The only thing that will motivate him is to tell him that he has three choices. 

1) keep the house, yard, do the grocery shopping, and have dinner ready when you get home from work. Basically he needs to do all domestic duties.

2) Find a job, any job. He has a month to do that.

3) Or he moves out. 

And this is because you will not support a loafer.

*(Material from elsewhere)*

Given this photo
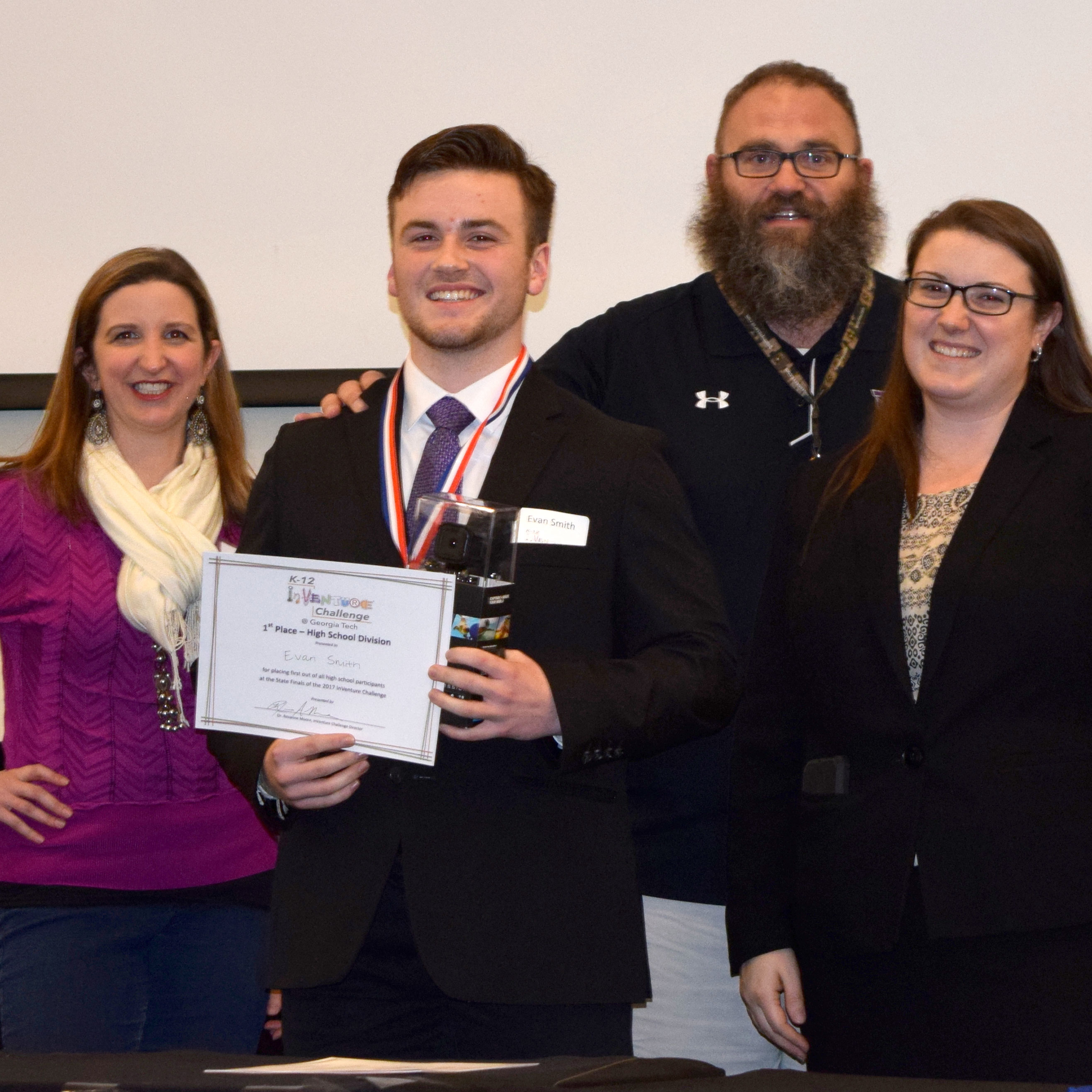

If you don't do something drastic like this he will not get that you are serious.


----------



## maccheese (Jul 25, 2011)

Pay our cell phones and HIS insurance? He wouldn't have a cell phone or insurance on my dime and he's chillin'. Maybe that would motivate him to get a job.


----------



## Darkhorse (Dec 3, 2011)

EleGirl said:


> The only thing that will motivate him is to tell him that he has three choices.
> 
> 1) keep the house, yard, do the grocery shopping, and have dinner ready when you get home from work. Basically he needs to do all domestic duties.
> 
> ...


:smthumbup:


----------



## Shooboomafoo (Mar 30, 2011)

Surprise!!! you married a loaf of spongecake.
Sucks to find these things out after emotionally and financially invested.
Where the he// are these guys coming from? Daddy didnt raise you to know your main priority in life is to support your family??
Sit on my asss all day, stay with the kids, and NOT clean or cook or nothing?? Geeezzz.... I'd chase him out of the house with a length of garden hose...


----------



## accept (Dec 1, 2011)

Sounds like his dad has some type of work Why dont you discuss the matter with him and if you have done what does he say. I would think he is the main one to impress upon your H. You say you dont mind him being at home and acting as a housewife. YOUR MISTAKE. Never tell a husband that. He wont act as the housewife but will do nothing as you have seen.


----------